Thursday, March 7, 2013

DIY Month: Your Starting Point

DIY gets a bad reputation sometimes. It's often associated with shoddy workmanship, poor materials, a bad fit, and all sorts of other negative things. In alternative fashion, especially, we get judged based on some impossible scale that tops out at perfection, and handmade clothing tends to fare even worse under those conditions.

But it doesn't have to.

I've been sewing since I was six (almost eighteen years!), but other people are just starting out. This month is for them, really. But, folks with experience, I want to welcome you into the discussion. Have something to add? Want to make a post of your own covering a similar topic? Join the discussion. I'd love to have you here, and I'd be proud to link to blog posts if you make them.

To start this month, I think it's best to talk about starting points. When you're making your own clothes, it's important to start somewhere, and, the way I see it, you've got three options.

1. Your fabric
Fabric is probably the best starting point. Sometimes, you'll see a fabric and have the whole idea for something pop into your head. This one happens to me all the time. I'll see a fabric on a shelf and suddenly know exactly what kind of garment it needs to be. That blue and gray small plaid over there? Clearly it needs to be a jumper, worn over a blouse with a Peter Pan collar. That cotton printed with a floral modeled after Russian folk art? It needs to be a dress with contrast trim at the neck and hem. That subtly tweedy suiting? A pair of wide-legged trousers waiting to happen.
And, once you've got your inspiration, you can go searching for the pattern. Patterns are the easiest thing to modify, really. You can draft your own. You have years and years of patterns to look through. You can modify one of those preexisting patterns.

2. Your pattern
Patterns can be a really easy starting point if you want a simpler outfit. Solid colors and basic patterns (houndstooth, plaid, stripes, etc.) are easy to find in all different styles.
Sometimes, though, finding the perfect fabric can be tough. I once wanted a simple black and white polka dotted cotton fabric for a 1950s style sundress. I found it in satin and jersey. I found bigger polka dots than I wanted and smaller polka dots than I wanted. I found it in pink and green and brown. But it took six months and sending out the message to the extended family to find just the right fabric.

3. Your concept
This is the hardest starting point, especially for beginning DIYers. It's like trying to hit a moving target from a moving platform.You have a vision in your head, and you not only need to find a pattern that works but a fabric that works, too. It's kind of maddening when this happens, but what can you do?
Well, there are several things you can do. You can sketch it and sit on the idea until you find something perfect. You can design your own fabric with companies like Spoonflower. But, I must admit, this is the hardest one because you need to have many skill sets: fabric design, sewing, pattern drafting, maybe even screen printing or applique or painting.

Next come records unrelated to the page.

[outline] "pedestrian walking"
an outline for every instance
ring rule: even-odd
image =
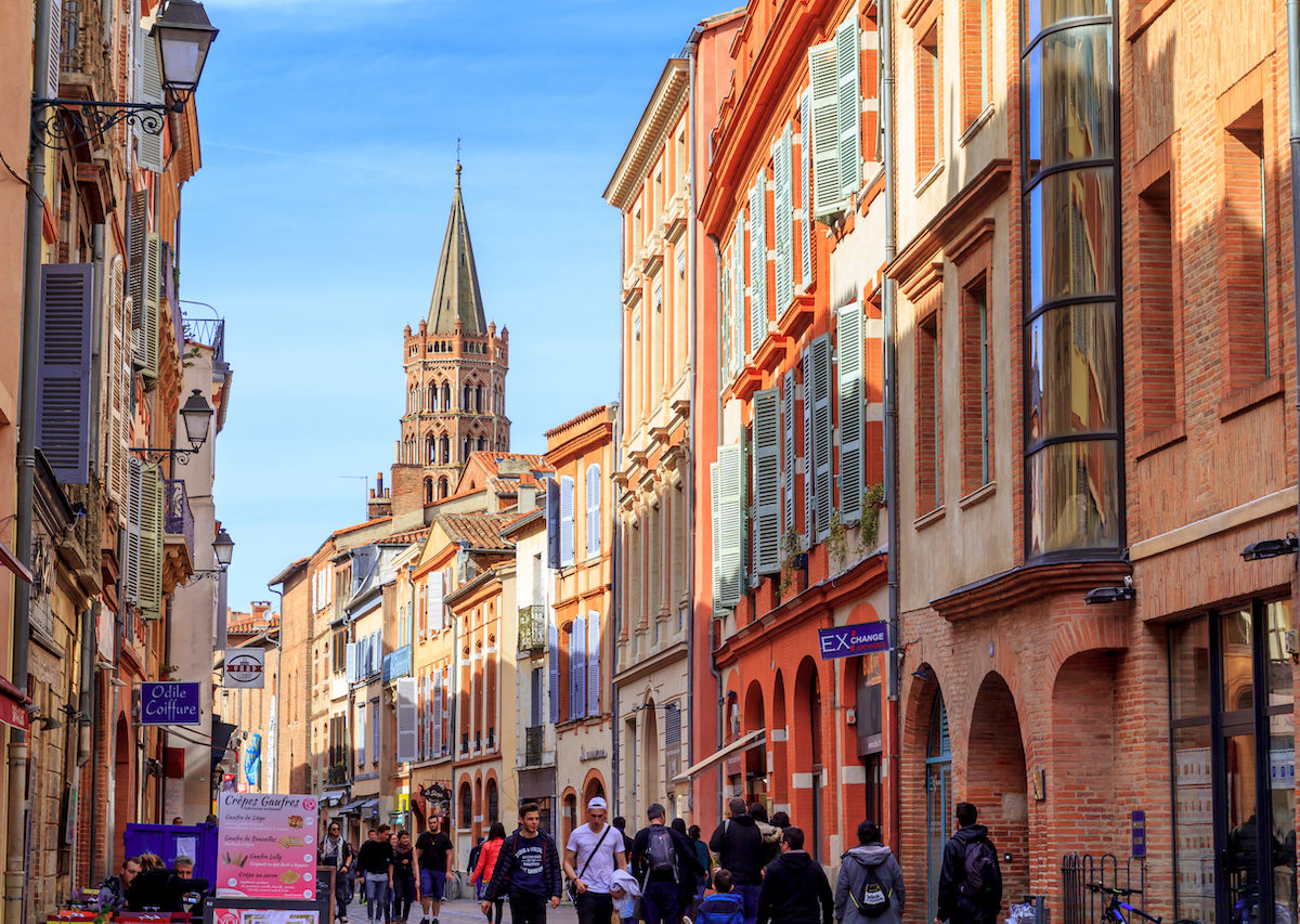
[[[372,921],[391,916],[389,895],[393,893],[393,845],[386,834],[376,830],[356,853],[356,871],[365,884],[365,914]]]
[[[936,921],[950,924],[993,924],[1002,906],[1002,869],[997,850],[988,840],[988,828],[975,821],[979,810],[970,802],[957,803],[957,830],[944,845],[944,866],[939,873],[939,914]]]
[[[352,845],[347,842],[339,830],[338,821],[330,821],[321,838],[320,849],[316,851],[316,863],[322,867],[334,867],[334,910],[335,918],[347,918],[347,906],[352,901],[352,882],[348,872],[355,859]]]
[[[478,862],[474,864],[473,873],[469,876],[469,881],[474,884],[474,893],[482,899],[484,890],[488,888],[489,880],[491,880],[491,873],[497,868],[497,858],[500,856],[500,845],[506,841],[506,825],[500,821],[493,821],[491,828],[488,829],[488,840],[482,842],[478,850]],[[506,899],[500,895],[493,902],[493,911],[488,915],[488,919],[493,924],[500,924],[502,907],[506,905]]]
[[[741,924],[745,920],[745,902],[732,892],[731,872],[715,872],[712,885],[714,894],[699,903],[696,924]]]
[[[781,855],[767,867],[758,895],[759,924],[831,924],[835,897],[831,882],[803,850],[803,830],[781,832]]]
[[[627,869],[623,838],[606,824],[608,806],[599,795],[586,803],[586,824],[578,825],[564,845],[564,875],[577,908],[578,924],[610,924],[614,899],[610,879],[615,869]],[[676,921],[673,921],[676,924]]]
[[[442,899],[447,890],[447,858],[455,850],[443,830],[446,819],[436,815],[429,830],[415,842],[416,864],[420,867],[420,924],[438,924]]]
[[[835,919],[844,924],[902,924],[902,868],[880,842],[880,827],[858,825],[858,846],[840,858],[835,882]]]
[[[510,902],[511,924],[545,924],[546,902],[560,906],[560,855],[541,825],[541,806],[525,802],[519,807],[519,828],[500,845],[480,902],[485,915],[502,894]]]
[[[411,916],[411,903],[420,894],[415,869],[411,834],[399,830],[398,849],[393,851],[393,920],[400,921],[400,924],[406,924],[407,918]]]
[[[641,879],[641,910],[646,924],[680,924],[681,881],[689,876],[692,884],[703,868],[696,849],[685,834],[673,830],[664,820],[667,812],[658,802],[646,810],[649,825],[632,840],[632,868],[644,869]]]
[[[758,889],[763,882],[763,834],[745,808],[745,799],[727,803],[731,814],[708,838],[718,866],[729,869],[732,889],[745,902],[745,924],[758,920]]]

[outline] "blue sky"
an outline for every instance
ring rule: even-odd
[[[601,194],[699,0],[205,0],[182,298],[226,318],[217,512],[230,606],[364,517],[462,179],[511,446],[618,396],[619,225]],[[202,309],[187,308],[195,313]],[[360,477],[364,476],[367,481]]]

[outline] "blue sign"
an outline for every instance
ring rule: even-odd
[[[818,629],[816,637],[824,661],[832,658],[853,658],[854,655],[889,650],[888,622],[863,622],[862,625]]]
[[[140,684],[140,725],[198,725],[198,684]]]

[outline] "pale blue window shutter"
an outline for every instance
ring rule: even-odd
[[[781,569],[781,394],[754,394],[754,573]]]
[[[40,268],[36,446],[65,485],[90,477],[90,352],[95,266]]]
[[[749,191],[749,352],[758,352],[767,338],[767,174]]]
[[[551,723],[554,724],[560,720],[560,630],[555,625],[554,617],[549,620],[547,630],[550,632],[546,645],[547,684],[550,685]]]
[[[816,541],[831,533],[835,482],[832,480],[831,448],[835,441],[835,421],[831,418],[831,335],[812,340],[809,355],[812,360],[812,493],[816,503]]]
[[[840,370],[840,521],[862,519],[863,404],[862,404],[862,304],[844,305],[836,317],[836,351]]]
[[[835,70],[838,84],[840,131],[840,195],[852,196],[858,191],[862,168],[862,90],[858,69],[862,60],[858,14],[835,30]]]
[[[781,446],[781,481],[784,482],[784,506],[781,508],[781,552],[785,552],[785,537],[794,530],[794,370],[785,373],[781,383],[781,420],[785,424],[785,439]]]
[[[601,554],[601,467],[586,467],[586,555]]]
[[[809,172],[809,144],[812,138],[812,96],[805,90],[800,96],[800,192],[803,208],[800,209],[800,278],[806,290],[812,285],[812,174]]]
[[[573,478],[560,476],[560,568],[573,564]]]
[[[742,450],[738,443],[718,447],[718,606],[734,607],[741,595],[745,495]]]
[[[569,634],[569,719],[586,715],[586,620],[573,619]]]
[[[835,42],[809,48],[812,90],[812,217],[840,208],[840,87]]]
[[[586,613],[586,713],[601,715],[601,613]]]

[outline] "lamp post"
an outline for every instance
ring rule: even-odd
[[[199,86],[208,48],[217,31],[202,3],[172,0],[150,30],[157,49],[160,101],[38,97],[31,101],[32,138],[51,148],[70,147],[82,139],[103,138],[118,122],[135,125],[153,135],[162,134],[168,113],[185,112],[186,103]]]

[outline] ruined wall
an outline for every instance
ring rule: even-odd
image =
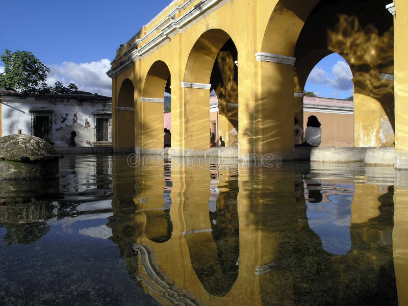
[[[95,116],[98,111],[111,112],[112,104],[106,102],[64,99],[44,101],[34,98],[3,96],[2,109],[3,136],[16,134],[33,135],[30,110],[50,109],[52,119],[51,142],[56,147],[68,146],[71,132],[76,133],[77,146],[92,146],[96,141]]]

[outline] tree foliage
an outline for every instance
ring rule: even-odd
[[[21,93],[35,93],[44,83],[50,70],[32,53],[12,53],[6,49],[1,56],[4,72],[0,74],[0,87]]]
[[[27,51],[16,51],[12,53],[7,49],[2,56],[6,67],[0,73],[0,88],[15,90],[20,93],[74,93],[78,87],[71,83],[65,87],[57,81],[54,87],[45,83],[49,69],[41,63],[32,53]]]

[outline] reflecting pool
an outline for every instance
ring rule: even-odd
[[[66,156],[0,182],[0,304],[408,304],[392,167]]]

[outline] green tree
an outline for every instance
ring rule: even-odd
[[[69,83],[68,85],[68,89],[70,92],[76,92],[78,91],[78,87],[75,85],[75,83]]]
[[[31,52],[6,49],[1,56],[5,65],[0,74],[0,88],[19,93],[35,93],[45,83],[49,69]]]

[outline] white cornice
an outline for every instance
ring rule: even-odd
[[[107,74],[110,78],[116,76],[123,70],[127,69],[130,65],[133,65],[134,62],[146,56],[157,48],[169,41],[170,38],[177,33],[184,32],[194,23],[205,18],[211,12],[231,1],[202,0],[178,19],[175,20],[173,19],[174,13],[176,11],[183,10],[190,4],[191,1],[189,0],[182,6],[177,7],[170,12],[169,16],[166,17],[163,21],[149,31],[143,37],[137,39],[132,44],[130,50],[112,62],[111,63],[112,65],[116,63],[119,63],[119,64],[114,68],[110,69]],[[145,41],[150,35],[158,31],[160,31],[160,33],[154,37],[150,38],[147,43],[138,48],[139,43]]]
[[[116,109],[117,111],[131,111],[132,112],[135,111],[135,108],[134,107],[116,107]]]
[[[381,80],[389,80],[390,81],[394,81],[394,74],[382,73],[381,73],[381,75],[379,76],[379,78]]]
[[[390,13],[392,14],[393,16],[395,16],[395,5],[394,3],[386,5],[386,8],[388,10]]]
[[[141,102],[153,102],[154,103],[164,103],[164,98],[140,98]]]
[[[304,104],[303,112],[314,112],[315,113],[330,113],[332,114],[343,114],[352,115],[353,108],[341,107],[338,106],[325,106],[322,105],[311,105]]]
[[[294,96],[295,97],[303,97],[304,96],[304,95],[306,94],[303,92],[296,92],[296,91],[294,93]]]
[[[285,56],[279,54],[273,54],[265,52],[258,52],[255,54],[255,58],[258,62],[270,62],[278,64],[293,65],[296,59],[290,56]]]
[[[197,89],[210,89],[211,84],[206,83],[193,83],[188,82],[182,82],[180,83],[182,87],[185,88],[196,88]]]

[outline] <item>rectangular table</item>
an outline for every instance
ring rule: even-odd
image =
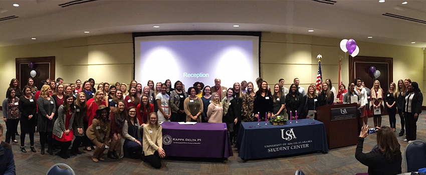
[[[224,123],[161,124],[163,148],[169,156],[227,158],[234,154]]]
[[[324,124],[312,119],[288,121],[285,125],[268,122],[243,122],[236,147],[244,160],[315,151],[328,152]]]

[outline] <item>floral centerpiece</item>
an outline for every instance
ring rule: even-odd
[[[273,125],[282,125],[286,124],[288,118],[284,116],[277,116],[271,118],[269,120],[269,122]]]

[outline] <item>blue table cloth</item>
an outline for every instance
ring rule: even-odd
[[[241,123],[236,147],[243,160],[262,158],[316,151],[328,152],[325,127],[321,122],[301,119],[275,125]]]

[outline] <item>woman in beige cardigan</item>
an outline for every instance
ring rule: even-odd
[[[201,98],[196,96],[199,90],[196,87],[190,87],[188,89],[190,96],[183,101],[186,122],[201,122],[201,114],[202,113],[203,106]]]
[[[224,108],[221,102],[221,98],[217,92],[211,94],[211,102],[208,104],[207,110],[207,118],[208,122],[222,122],[224,116]]]
[[[149,122],[143,126],[143,152],[145,159],[152,167],[158,169],[161,168],[160,158],[166,156],[163,150],[162,128],[158,123],[156,112],[149,114]]]

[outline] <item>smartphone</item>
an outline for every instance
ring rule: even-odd
[[[372,128],[368,129],[368,134],[377,133],[377,128]]]

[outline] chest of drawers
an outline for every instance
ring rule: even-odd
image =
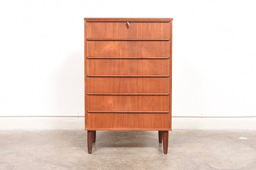
[[[85,18],[85,130],[171,130],[172,18]],[[104,139],[102,139],[104,140]]]

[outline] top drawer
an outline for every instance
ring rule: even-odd
[[[170,38],[169,21],[87,21],[87,38]]]

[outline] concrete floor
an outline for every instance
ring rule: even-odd
[[[0,131],[0,170],[256,170],[256,130],[173,130],[167,155],[157,131],[97,131],[91,154],[86,134]]]

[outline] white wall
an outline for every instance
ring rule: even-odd
[[[84,115],[84,17],[166,17],[174,117],[256,124],[255,9],[254,0],[1,1],[0,117]]]

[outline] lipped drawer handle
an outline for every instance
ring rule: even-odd
[[[127,27],[130,27],[130,24],[128,21],[127,21]]]

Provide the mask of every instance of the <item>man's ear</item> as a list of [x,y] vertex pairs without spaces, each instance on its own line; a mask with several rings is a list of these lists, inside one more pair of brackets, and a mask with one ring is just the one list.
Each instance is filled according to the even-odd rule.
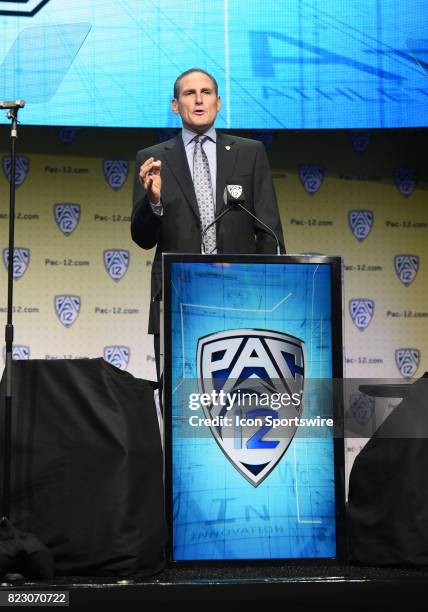
[[173,113],[175,113],[176,115],[179,114],[178,113],[178,101],[175,98],[171,100],[171,108],[172,108]]

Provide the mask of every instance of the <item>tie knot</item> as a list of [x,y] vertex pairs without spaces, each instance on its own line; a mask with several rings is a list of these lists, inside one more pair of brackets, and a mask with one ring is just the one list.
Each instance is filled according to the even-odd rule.
[[200,145],[203,145],[206,140],[208,140],[208,136],[206,136],[205,134],[198,134],[194,138],[195,144],[200,144]]

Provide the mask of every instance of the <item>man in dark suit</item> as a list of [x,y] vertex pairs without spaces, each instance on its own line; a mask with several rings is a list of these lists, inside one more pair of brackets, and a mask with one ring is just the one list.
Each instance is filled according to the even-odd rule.
[[[172,100],[172,110],[181,116],[182,132],[137,153],[131,235],[144,249],[156,246],[149,333],[154,334],[158,375],[162,253],[201,252],[203,230],[224,209],[226,184],[243,186],[245,207],[273,230],[281,252],[285,252],[264,146],[255,140],[217,132],[213,125],[220,107],[218,86],[212,75],[198,68],[184,72],[175,81]],[[196,151],[198,135],[202,140]],[[208,195],[201,192],[200,182],[196,184],[202,172],[202,185],[204,189],[208,187]],[[208,213],[207,199],[212,208]],[[231,209],[211,232],[206,252],[276,252],[272,233],[239,208]]]

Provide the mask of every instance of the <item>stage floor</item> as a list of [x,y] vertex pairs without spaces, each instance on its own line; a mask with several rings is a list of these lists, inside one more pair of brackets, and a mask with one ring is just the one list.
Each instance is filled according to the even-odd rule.
[[[264,566],[168,568],[144,579],[67,576],[3,581],[6,592],[69,593],[70,608],[189,609],[225,603],[266,610],[427,610],[428,567]],[[16,607],[16,606],[13,606]]]

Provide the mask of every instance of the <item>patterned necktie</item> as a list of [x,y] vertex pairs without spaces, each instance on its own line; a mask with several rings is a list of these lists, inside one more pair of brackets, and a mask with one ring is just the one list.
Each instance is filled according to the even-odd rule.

Personally, I find the design process to be either the easiest or the most frustrating part of a sewing project. Sometimes, you get this image in your head and spend days, weeks, or months chasing the perfect fabric or pattern to make your vision a reality.

And sometimes, sad to say, you never find it.

But other times things just fall into your lap. You're not looking for the perfect tweed suiting for a pair of wide-legged trousers, but it just happens to be on the sale rack and machine washable, for example.

The real point is that you need to start somewhere and I most recommend starting with the fabric. Wander through the fabric aisles and find something beautiful. Then, be brave and make it into something wonderful.


  1. I do this all the time when I'm browsing the aisles at JoAnn Fabrics. I'll see something wonderful and know exactly what it's mean to be.

    I had this shameful habit of often making my clothing freehand - no patterns. I know, more or less, my body measurements and I fit things to my body as I sew them.

    This was such a disastrous idea in the beginning but I think I've got it down to a science now. Granted...I would NEVER do this if I were making a garment for someone else....

    1. My mom taught me years ago how to sew, and I've only ever sewn clothing from a pattern. Except for dirndl skirts (the nice, basic, gathered ones), which are simple enough that no pattern is necessary. Sewing without a pattern takes practice and a commendable lack of fear of screwing things up.